# 2003 3/4 ton diesel chevy



## MWS LAWN (Dec 24, 2001)

I'm having a problem on what truck to purchase this year. Now we have a 99 super duty psd ext. cad f-250. Found an ad in the local paper- reads like this- 2003 Crew Cab 4x4 Duramax diesel for 30995.00! I could not believe this price so I called on it. It is a base package with 6 speed, diesel, A/C, AM/FM cass., tow package. Does not have power windows, locks etc., but neither does my f-250. Sounds like a good work truck for I do not want carpet and this truck has the rubber floor in it. Only thing I would put in it is a CD player. Not very familiar with the chevys. Is this a good price? I like my psd in the ford alot- will I be pleased with the Duramax? I'm not tring to get into a Ford vs. Chevy vs. Dodge only asking any of you that has a newer PSD that went to a Chevy Duramax. Reason for the trade is that I really would like a Crew Cad instead of the ext. cab., and my Ford rides like a wagon, I'm pretty such the Chevy would ride better.


----------



## wxmn6 (May 23, 2001)

It sounds like a good price for this setup, but you would want to make sure that it is really a good deal. Go to Chevy and build the truck to the exact same specification and compare that price to the one you are looking at. I assume that this truck have a good deal because I think that if someone is looking for a Duramax truck, they would expect more luxury than this base truck with a few options. It sounds like a great work truck. I have heard that Duramax are very good, but beware of Allison transmission. Alot of people are having problem with their transmission. In majority, most are doing fine with their transmission, but I do know that a few did not have a good luck with them. If it is a lemon truck, then you have the right to ask GM to give you another truck. One person from Plowsite recently did that. 

But it sounds like a good truck. If you get one, hope that you have a good luck with it.


----------



## Barkleymut (Jan 10, 2000)

Is this a new truck?? I just plugged in the options you listed into Edmunds.com. It gave me an invoice price of $32,281. Chevy's current rebate is for $2500. I got my 03 for invoice minus rebate. That means you can probably get this one for $29781. Of course this one may have some options that I didn't include. 

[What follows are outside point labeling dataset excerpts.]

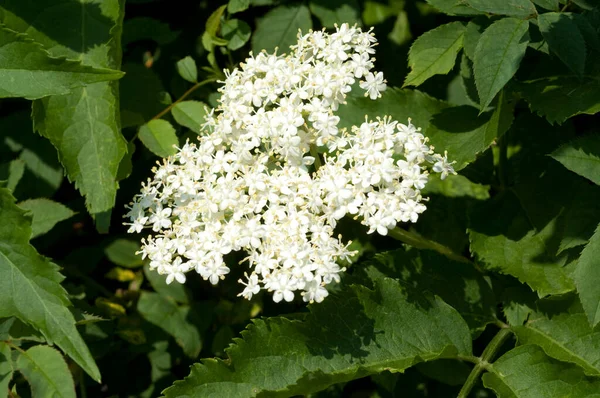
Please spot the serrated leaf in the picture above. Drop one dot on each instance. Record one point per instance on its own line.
(187, 69)
(47, 372)
(551, 5)
(6, 369)
(511, 245)
(375, 13)
(454, 7)
(459, 130)
(234, 6)
(173, 319)
(340, 339)
(23, 61)
(279, 28)
(43, 173)
(400, 33)
(434, 52)
(512, 8)
(464, 134)
(141, 91)
(190, 114)
(175, 291)
(526, 372)
(581, 156)
(458, 284)
(122, 252)
(31, 286)
(46, 214)
(14, 172)
(587, 278)
(557, 98)
(564, 39)
(236, 32)
(84, 125)
(331, 12)
(159, 137)
(566, 337)
(498, 55)
(473, 32)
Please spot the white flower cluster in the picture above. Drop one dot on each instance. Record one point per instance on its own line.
(256, 181)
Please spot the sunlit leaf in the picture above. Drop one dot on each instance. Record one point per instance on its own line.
(32, 287)
(159, 137)
(47, 372)
(434, 52)
(498, 55)
(350, 335)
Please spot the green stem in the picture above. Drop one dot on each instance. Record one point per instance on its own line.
(503, 161)
(420, 242)
(484, 361)
(184, 96)
(315, 154)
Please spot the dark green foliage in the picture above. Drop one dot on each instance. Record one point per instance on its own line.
(500, 276)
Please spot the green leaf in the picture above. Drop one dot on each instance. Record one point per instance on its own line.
(559, 97)
(459, 130)
(454, 7)
(144, 28)
(498, 55)
(464, 134)
(159, 137)
(12, 173)
(141, 91)
(340, 339)
(122, 252)
(234, 6)
(375, 13)
(84, 125)
(513, 8)
(213, 23)
(566, 337)
(46, 214)
(473, 32)
(31, 286)
(400, 33)
(511, 245)
(551, 5)
(279, 28)
(236, 32)
(175, 291)
(187, 69)
(434, 52)
(581, 156)
(587, 278)
(526, 372)
(23, 61)
(173, 319)
(190, 114)
(47, 372)
(6, 369)
(458, 284)
(564, 39)
(331, 12)
(43, 173)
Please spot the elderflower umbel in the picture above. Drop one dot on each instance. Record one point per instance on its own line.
(253, 182)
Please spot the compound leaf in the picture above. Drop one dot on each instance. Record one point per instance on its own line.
(31, 286)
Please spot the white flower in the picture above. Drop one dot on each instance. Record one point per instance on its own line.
(374, 85)
(264, 177)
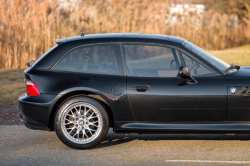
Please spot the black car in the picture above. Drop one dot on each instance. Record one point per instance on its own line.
(134, 83)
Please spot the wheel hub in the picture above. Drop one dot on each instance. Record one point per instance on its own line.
(81, 122)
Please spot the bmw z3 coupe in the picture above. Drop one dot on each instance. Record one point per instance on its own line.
(133, 83)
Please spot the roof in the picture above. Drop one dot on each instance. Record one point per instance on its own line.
(121, 35)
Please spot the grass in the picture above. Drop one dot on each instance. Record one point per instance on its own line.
(11, 81)
(11, 85)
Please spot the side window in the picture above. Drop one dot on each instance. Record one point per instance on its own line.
(100, 58)
(150, 60)
(195, 67)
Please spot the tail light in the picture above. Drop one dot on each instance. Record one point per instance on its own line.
(32, 89)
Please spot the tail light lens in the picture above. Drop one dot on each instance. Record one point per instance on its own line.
(31, 88)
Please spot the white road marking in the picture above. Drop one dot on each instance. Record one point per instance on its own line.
(208, 161)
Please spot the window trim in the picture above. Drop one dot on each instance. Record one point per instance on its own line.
(120, 73)
(171, 47)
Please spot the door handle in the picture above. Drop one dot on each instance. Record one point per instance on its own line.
(141, 88)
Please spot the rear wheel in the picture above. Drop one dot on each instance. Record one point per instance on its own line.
(81, 123)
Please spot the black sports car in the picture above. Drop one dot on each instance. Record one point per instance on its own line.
(134, 83)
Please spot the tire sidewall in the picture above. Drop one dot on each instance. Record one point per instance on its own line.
(59, 130)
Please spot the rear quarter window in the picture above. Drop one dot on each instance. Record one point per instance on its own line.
(100, 58)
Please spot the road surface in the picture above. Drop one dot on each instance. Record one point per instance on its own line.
(22, 146)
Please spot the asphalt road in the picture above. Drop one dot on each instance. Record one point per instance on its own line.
(21, 146)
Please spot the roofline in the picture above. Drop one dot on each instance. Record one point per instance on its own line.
(120, 35)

I'll bet you can get a Ford F350XL PSD SRW for the same price. Go to Edmunds and check it out.


----------



## bam (Jan 14, 2001)

Also, is the crew cab on the chevy big? As far as I know and have seen ford's have the largest crew cab available.


----------



## myo (Dec 2, 2002)

Sounds like a good deal... crew cabs are nice and give you lots of room. Good luck


----------



## John DiMartino (Jan 22, 2000)

MWS,it sounds like a good deal,and you are avoiding the allison transmission,which seems to be a good trans,but the occasional problem truck seems impossible to fix,as most GM dealers do not have the training to fix them right,the first time.


----------



## D31682 (May 14, 2003)

I have a 2002 Chevy 2500HD with the Duramax Allison Auto combo, my truck is a crew cab and i love it. I have only had it for about four or five months but so far i have had no problems.


----------



## SatZ28 (Nov 2, 2002)

D31682, You indicated that you have had yours for 4-5 months and have had no problems. What type of mileage have you put on the truck?


----------